Ailleurs, elle use de la comparaison d'un ver qui ne meurt point. (Marc IX, 44.)

Ailleurs, ce sont des coups dont les méchants seront battus, les uns plus, les autres moins. (Luc XII, 47.)

Ailleurs, les ténèbres du dehors (Mat. VII, 12), et des chaînes d'obscurité (Jude 13), où il y aura des pleurs et des grincements de dents (ibid.);

Ailleurs, le méchant boira du vin de la colère de Dieu (Apoc. XIV, 10);

Ailleurs enfin, et sous diverses expressions générales, c'est la simple réjection de la présence de Dieu; sans autre image: «Je ne vous connais pas.» (Mat. XXV, 12.)

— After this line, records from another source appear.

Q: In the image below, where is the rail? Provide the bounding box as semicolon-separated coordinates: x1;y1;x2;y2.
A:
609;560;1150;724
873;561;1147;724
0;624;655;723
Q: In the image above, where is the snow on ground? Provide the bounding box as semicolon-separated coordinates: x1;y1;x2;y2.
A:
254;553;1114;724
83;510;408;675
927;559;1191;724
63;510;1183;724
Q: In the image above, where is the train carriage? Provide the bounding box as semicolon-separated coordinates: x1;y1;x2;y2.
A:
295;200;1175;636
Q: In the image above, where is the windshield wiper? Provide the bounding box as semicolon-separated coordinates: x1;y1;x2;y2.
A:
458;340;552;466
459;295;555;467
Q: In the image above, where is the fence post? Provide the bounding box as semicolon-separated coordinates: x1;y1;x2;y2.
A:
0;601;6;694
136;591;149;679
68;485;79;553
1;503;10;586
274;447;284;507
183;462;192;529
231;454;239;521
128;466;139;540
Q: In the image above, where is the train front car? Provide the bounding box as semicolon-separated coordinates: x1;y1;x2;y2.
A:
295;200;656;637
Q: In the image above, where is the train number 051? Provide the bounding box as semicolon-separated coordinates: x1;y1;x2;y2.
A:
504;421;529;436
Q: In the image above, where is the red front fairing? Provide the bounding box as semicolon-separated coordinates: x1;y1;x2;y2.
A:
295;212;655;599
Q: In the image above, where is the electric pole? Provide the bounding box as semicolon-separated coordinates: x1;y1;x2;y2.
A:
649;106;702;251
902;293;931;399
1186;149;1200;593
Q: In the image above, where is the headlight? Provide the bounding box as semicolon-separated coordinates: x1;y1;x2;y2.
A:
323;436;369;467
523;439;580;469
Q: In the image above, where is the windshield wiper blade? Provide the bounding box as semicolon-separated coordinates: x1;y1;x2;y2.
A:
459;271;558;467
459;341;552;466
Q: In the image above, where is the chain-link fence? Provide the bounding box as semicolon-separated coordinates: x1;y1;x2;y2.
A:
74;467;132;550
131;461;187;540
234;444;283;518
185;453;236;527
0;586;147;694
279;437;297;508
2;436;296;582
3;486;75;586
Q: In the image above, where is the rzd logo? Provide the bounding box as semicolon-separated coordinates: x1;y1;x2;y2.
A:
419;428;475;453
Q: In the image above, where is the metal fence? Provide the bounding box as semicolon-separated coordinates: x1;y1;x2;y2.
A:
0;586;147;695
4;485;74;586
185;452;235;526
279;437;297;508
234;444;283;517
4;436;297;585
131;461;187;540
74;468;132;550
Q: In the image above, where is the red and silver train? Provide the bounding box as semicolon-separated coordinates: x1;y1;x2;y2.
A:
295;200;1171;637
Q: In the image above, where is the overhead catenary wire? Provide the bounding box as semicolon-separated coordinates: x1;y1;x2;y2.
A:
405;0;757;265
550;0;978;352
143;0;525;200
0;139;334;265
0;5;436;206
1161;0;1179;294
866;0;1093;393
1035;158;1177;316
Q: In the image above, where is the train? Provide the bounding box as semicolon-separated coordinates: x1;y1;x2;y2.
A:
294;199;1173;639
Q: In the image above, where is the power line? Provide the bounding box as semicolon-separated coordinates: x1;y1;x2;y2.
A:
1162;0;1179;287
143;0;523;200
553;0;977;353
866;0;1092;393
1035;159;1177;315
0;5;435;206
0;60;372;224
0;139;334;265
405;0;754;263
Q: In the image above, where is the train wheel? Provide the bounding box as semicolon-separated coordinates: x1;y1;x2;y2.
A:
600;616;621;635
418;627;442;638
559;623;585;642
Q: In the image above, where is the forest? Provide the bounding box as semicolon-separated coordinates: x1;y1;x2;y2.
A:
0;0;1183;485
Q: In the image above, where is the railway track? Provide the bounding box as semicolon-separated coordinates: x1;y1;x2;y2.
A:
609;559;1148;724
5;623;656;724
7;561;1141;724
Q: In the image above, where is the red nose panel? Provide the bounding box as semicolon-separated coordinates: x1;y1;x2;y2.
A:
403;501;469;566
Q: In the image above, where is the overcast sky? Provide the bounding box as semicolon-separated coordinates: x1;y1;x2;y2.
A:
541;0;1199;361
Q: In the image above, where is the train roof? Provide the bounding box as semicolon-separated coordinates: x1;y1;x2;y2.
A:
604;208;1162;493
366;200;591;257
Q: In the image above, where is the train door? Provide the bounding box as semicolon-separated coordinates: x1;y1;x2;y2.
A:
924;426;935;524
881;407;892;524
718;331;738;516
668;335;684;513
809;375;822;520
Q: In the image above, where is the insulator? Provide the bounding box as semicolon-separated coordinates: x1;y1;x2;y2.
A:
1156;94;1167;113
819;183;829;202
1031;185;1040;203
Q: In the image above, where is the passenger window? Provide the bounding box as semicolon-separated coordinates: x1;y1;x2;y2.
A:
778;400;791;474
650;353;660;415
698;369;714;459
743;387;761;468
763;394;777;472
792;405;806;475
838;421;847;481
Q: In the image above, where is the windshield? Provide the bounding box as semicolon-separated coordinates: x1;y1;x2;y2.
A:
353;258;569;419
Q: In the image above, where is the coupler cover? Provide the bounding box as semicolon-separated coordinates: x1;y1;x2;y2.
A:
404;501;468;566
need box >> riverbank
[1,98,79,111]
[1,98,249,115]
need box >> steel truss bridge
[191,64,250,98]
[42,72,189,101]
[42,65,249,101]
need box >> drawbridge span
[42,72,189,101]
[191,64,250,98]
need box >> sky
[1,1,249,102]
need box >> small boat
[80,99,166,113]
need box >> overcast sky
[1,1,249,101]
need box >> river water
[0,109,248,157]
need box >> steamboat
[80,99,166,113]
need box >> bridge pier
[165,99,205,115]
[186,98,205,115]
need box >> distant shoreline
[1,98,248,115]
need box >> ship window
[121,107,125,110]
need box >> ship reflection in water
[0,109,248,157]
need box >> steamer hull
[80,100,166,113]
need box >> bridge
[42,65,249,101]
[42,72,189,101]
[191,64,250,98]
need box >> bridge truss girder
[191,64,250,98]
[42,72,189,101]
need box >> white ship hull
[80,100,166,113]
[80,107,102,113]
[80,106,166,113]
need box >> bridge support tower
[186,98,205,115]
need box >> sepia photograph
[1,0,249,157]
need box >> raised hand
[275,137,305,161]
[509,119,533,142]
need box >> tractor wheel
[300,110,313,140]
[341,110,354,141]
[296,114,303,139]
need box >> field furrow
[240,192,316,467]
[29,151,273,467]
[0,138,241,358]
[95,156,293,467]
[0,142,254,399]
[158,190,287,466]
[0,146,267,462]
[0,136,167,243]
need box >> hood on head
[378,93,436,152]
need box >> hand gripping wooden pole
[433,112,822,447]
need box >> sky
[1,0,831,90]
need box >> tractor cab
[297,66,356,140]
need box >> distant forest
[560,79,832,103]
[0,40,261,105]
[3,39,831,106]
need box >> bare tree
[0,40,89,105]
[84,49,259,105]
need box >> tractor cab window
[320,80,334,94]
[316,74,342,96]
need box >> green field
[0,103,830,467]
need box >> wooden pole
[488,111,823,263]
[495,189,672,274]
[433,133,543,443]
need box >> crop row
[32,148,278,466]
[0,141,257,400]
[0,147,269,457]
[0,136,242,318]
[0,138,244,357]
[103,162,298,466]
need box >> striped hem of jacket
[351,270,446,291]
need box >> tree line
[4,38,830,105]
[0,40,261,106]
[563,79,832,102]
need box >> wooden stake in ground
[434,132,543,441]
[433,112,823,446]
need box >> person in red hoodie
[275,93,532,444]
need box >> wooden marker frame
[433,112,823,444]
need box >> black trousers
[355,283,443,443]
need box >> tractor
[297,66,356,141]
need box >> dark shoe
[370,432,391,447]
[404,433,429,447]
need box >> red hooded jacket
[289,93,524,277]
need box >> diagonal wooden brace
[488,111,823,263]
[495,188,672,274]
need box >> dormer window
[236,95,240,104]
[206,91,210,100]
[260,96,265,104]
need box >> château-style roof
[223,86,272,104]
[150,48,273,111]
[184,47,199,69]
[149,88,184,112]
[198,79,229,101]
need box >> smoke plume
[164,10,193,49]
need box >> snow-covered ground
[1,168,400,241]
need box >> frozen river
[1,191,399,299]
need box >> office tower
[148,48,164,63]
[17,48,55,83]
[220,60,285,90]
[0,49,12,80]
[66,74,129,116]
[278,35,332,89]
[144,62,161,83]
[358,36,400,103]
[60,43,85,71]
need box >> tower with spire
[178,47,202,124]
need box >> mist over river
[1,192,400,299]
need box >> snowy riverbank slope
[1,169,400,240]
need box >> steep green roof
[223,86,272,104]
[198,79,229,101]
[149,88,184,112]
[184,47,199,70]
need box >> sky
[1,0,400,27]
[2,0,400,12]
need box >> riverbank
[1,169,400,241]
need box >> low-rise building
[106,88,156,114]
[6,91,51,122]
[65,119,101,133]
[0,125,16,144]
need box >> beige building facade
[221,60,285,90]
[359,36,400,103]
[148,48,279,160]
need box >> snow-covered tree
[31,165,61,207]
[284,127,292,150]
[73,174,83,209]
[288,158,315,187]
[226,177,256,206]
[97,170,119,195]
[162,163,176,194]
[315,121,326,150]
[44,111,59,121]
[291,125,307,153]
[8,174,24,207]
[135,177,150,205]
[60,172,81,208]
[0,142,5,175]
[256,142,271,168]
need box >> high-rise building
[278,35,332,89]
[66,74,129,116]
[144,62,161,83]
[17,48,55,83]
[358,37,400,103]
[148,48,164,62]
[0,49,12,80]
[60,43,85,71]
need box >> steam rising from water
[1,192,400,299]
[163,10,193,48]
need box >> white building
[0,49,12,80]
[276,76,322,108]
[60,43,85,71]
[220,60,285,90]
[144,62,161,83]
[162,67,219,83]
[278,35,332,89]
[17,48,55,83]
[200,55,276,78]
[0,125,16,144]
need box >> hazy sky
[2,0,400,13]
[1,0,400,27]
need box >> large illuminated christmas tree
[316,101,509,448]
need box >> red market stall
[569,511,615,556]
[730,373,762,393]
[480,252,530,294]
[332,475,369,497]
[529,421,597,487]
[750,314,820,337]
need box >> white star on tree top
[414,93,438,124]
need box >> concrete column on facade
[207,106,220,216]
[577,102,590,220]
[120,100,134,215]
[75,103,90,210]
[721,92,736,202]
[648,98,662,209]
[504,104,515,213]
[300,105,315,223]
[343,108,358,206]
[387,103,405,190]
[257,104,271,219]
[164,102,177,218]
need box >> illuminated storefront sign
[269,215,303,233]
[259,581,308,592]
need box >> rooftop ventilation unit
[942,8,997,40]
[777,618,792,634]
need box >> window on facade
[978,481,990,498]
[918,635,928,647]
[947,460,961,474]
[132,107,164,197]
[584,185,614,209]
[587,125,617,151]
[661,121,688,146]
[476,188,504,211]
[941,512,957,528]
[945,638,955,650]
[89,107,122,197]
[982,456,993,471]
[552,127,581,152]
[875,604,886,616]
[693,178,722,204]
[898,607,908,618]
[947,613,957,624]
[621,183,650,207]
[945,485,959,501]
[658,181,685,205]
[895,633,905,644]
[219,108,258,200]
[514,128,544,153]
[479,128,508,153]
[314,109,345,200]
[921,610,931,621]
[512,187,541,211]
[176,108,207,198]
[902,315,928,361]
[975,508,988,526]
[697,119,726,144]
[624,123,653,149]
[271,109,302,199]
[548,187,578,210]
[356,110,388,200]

Pouvons-nous, d'après ces déclarations, nous faire une idée tant soit peu précise de l'état futur des réprouvés? Évidemment l'intention de l'Écriture est de nous donner celle d'un affreux malheur, d'un malheur irréparable.

Mais quel genre de malheur?
Ce serait être bien futile que de poser cette dernière question par simple curiosité; mais on peut le faire sérieusement.
Dès que nous voulons réellement croire, il faut bien que nous nous fassions une idée quelconque de ce qu'il s'agit de croire: sans cela, tout en nous imaginant avoir la foi sur tel point donné, nous n'aurions que des idées vagues, et faibles à proportion, ou même que des idées fausses, prises à la hâte dans la crainte de pousser l'examen jusqu'à une vaine indiscrétion. Notre recherche est donc la conséquence nécessaire d'une foi sérieuse et respectueuse aux Écritures, lesquelles veulent que nous fassions effort pour les comprendre, autant du moins que la chose est possible.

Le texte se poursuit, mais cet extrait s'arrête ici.